The trick of course if to create an array of JSON objects which are comma separated key, value pairs.
I don't think a tool like
jq is designed to "
think for you, as to how to create the array of JSON objects from raw data".
That's up to you to design, specific to this single application first.
Personally, I think you are jumping to tools like
jq too quickly before you fully understand / design your algorithm to take your raw output and create an array of JSON objects.
If it was me, I would write this in PHP and it would only take a few lines of PHP code to take your input and create the desired JSON file.

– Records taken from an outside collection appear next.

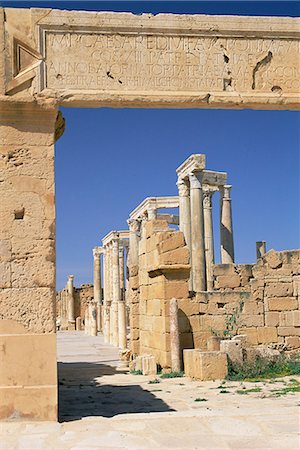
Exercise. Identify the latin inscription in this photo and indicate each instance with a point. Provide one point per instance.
(81, 61)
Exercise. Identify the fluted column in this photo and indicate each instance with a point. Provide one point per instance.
(185, 217)
(121, 264)
(208, 238)
(133, 296)
(197, 234)
(116, 289)
(106, 299)
(227, 251)
(151, 212)
(97, 276)
(71, 304)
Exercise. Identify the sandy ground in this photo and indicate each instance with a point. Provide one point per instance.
(101, 407)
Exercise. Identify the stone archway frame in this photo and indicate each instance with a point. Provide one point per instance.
(88, 59)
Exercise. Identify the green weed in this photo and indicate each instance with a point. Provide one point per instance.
(248, 391)
(172, 375)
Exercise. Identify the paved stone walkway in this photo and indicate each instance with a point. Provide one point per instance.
(103, 408)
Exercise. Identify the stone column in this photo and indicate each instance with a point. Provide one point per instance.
(71, 303)
(116, 289)
(260, 249)
(174, 336)
(97, 276)
(197, 234)
(133, 296)
(208, 238)
(93, 319)
(227, 252)
(185, 218)
(151, 212)
(121, 264)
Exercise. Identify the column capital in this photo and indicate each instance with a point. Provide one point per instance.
(195, 182)
(226, 191)
(97, 251)
(183, 188)
(207, 199)
(151, 212)
(134, 225)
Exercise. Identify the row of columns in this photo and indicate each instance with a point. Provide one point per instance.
(114, 326)
(195, 219)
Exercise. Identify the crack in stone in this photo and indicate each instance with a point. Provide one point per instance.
(260, 64)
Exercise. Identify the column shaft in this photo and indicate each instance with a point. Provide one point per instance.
(116, 289)
(97, 276)
(227, 251)
(197, 235)
(185, 218)
(208, 238)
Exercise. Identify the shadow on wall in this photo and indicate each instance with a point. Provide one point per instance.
(80, 396)
(186, 333)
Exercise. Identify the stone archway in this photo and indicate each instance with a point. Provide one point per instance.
(86, 59)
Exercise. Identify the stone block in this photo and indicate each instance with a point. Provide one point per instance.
(154, 226)
(134, 281)
(267, 335)
(213, 343)
(34, 308)
(251, 334)
(282, 304)
(200, 339)
(178, 256)
(272, 319)
(149, 365)
(224, 270)
(154, 307)
(205, 366)
(230, 281)
(28, 376)
(273, 259)
(293, 342)
(288, 331)
(248, 320)
(212, 323)
(233, 349)
(176, 240)
(253, 307)
(279, 290)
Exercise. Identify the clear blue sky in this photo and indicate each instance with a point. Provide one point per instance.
(109, 160)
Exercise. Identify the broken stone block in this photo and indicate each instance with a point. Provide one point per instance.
(205, 366)
(149, 365)
(233, 349)
(213, 343)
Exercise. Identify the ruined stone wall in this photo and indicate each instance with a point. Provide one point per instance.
(271, 313)
(27, 262)
(82, 297)
(163, 274)
(259, 300)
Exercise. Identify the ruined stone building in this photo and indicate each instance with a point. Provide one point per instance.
(52, 58)
(135, 310)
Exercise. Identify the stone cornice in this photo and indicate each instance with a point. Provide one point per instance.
(153, 203)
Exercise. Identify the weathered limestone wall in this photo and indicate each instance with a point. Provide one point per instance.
(163, 275)
(260, 301)
(27, 260)
(271, 313)
(82, 297)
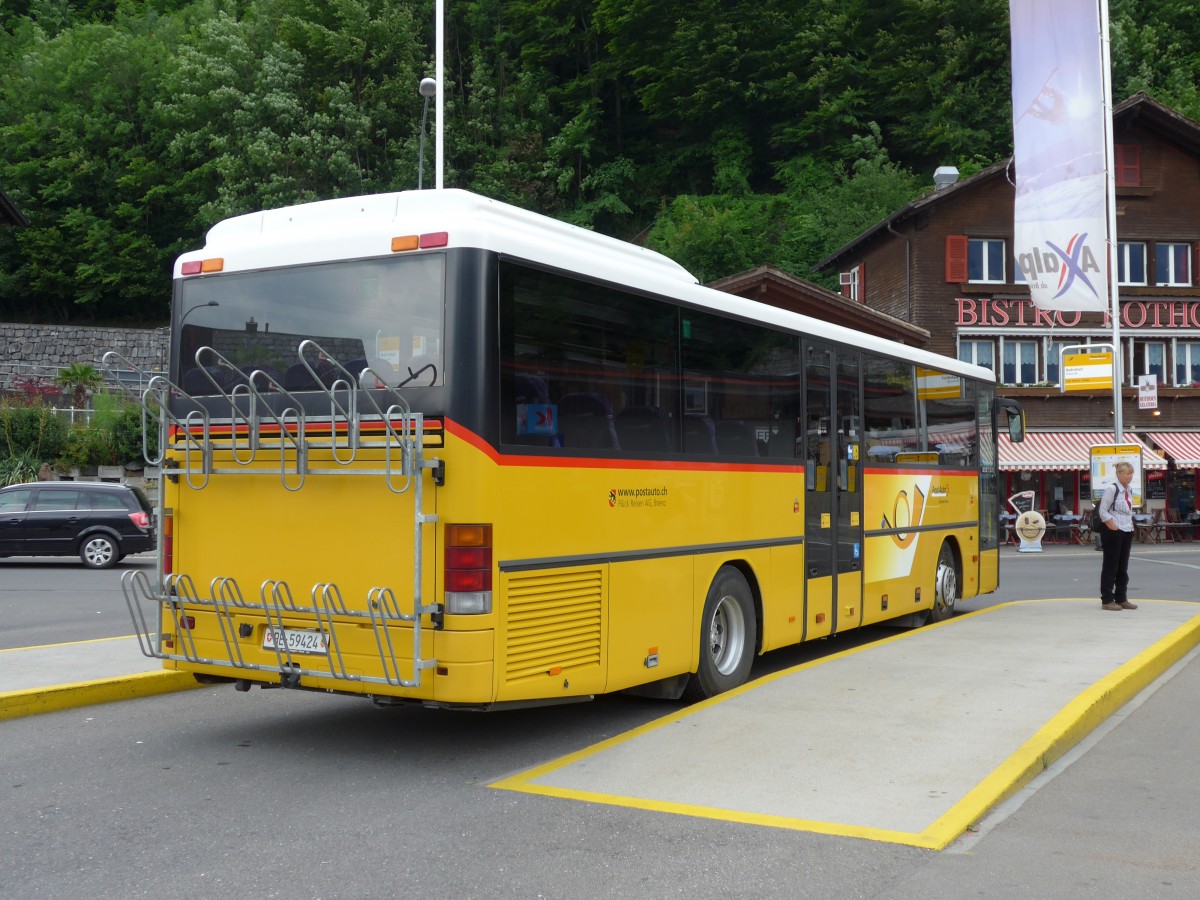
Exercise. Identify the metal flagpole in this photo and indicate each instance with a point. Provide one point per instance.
(1111, 187)
(439, 39)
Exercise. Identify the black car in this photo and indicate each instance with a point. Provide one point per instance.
(100, 522)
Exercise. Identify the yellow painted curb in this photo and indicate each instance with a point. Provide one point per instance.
(15, 705)
(1074, 723)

Either way, bash or PHP or Javascript, it a simply matter:
- Taking the output of the command as text as input into your code.
- Parsing this data.
- Creating a JSON object from each line of parsed data (the values), keeping the header line as the key to the JSON objects..
- Add the JSON object above to an another array.
- Repeat for the next line of data in your output
I have done this 100s of time (using PHP) and there is generally no short-cut to writing your algorithm to take raw text as data and parsing it into a JSON object and then creating an array of JSON objects.
However, generally speaking I create an array of arrays and then convert the final array to JSON; but it really depends on the format of the final JSON object and if it needs to be
stringified to be transmitted over the net.
Also, I would caution you not to try to create "one parser to rule them all" as the output of other commands will like need a different parser.
Then when you have done this for a number of different commands, you can consider if you want to build "the mother of all UNIX commands to JSON parser".